As head coach, Montoya led the United States women's national under-17 soccer team from 2011 to 2012.

He was the interim head coach of the Washington Spirit late in the National Women's Soccer League 2022 season.

On September 27, 2023, NWSL expansion team Bay FC announced Montoya had been appointed as the team's first head coach. Montoya had initially been a consultant in finding a head coach but was ultimately selected by the organization for the role. In the 2024 season, his first as head coach, Montoya guided Bay FC to a 7th-place finish out of 14 teams. This put them into the NWSL playoffs, where they lost in the first round to the Washington Spirit.
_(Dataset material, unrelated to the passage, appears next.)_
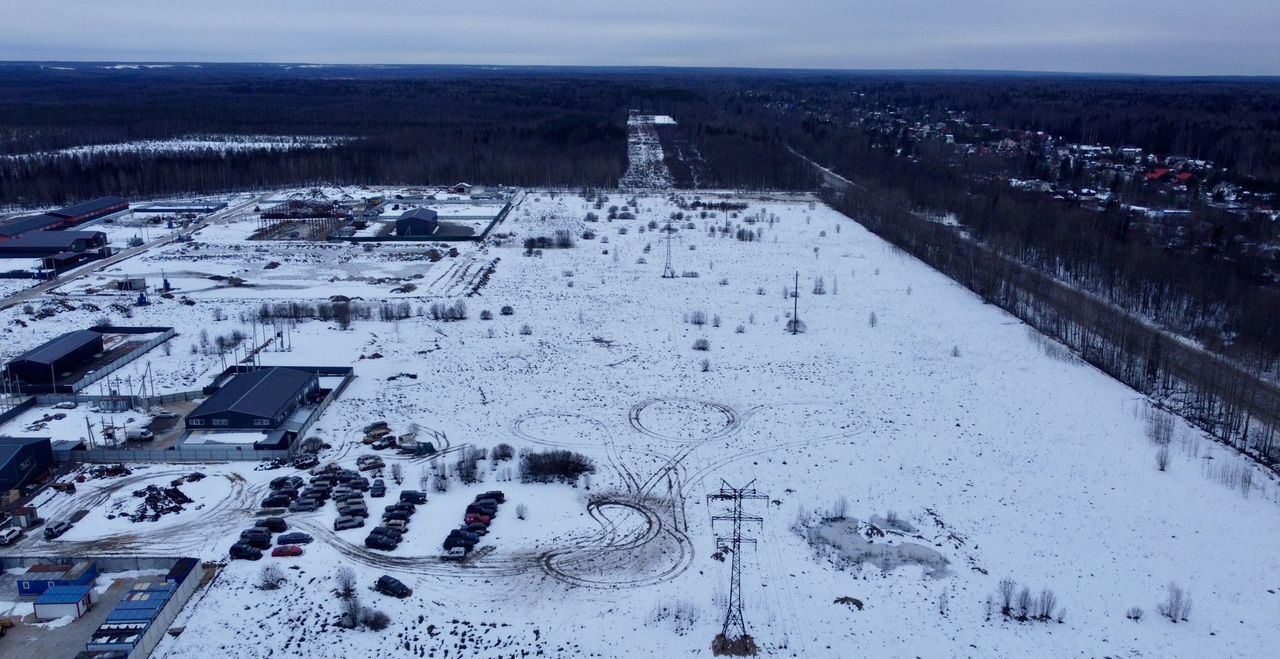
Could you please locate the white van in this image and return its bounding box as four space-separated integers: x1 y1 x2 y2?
0 526 22 546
On September 8, 2025, Bay FC announced that Montoya would leave at the end of the 2025 season after two seasons as head coach.

==Personal life==
Montoya is married to Erin Montoya, a former player in the Women's United Soccer Association and alumna of Santa Clara University. They have two children, Allie and Mikey. Allie currently plays for Stanford Cardinal women's soccer.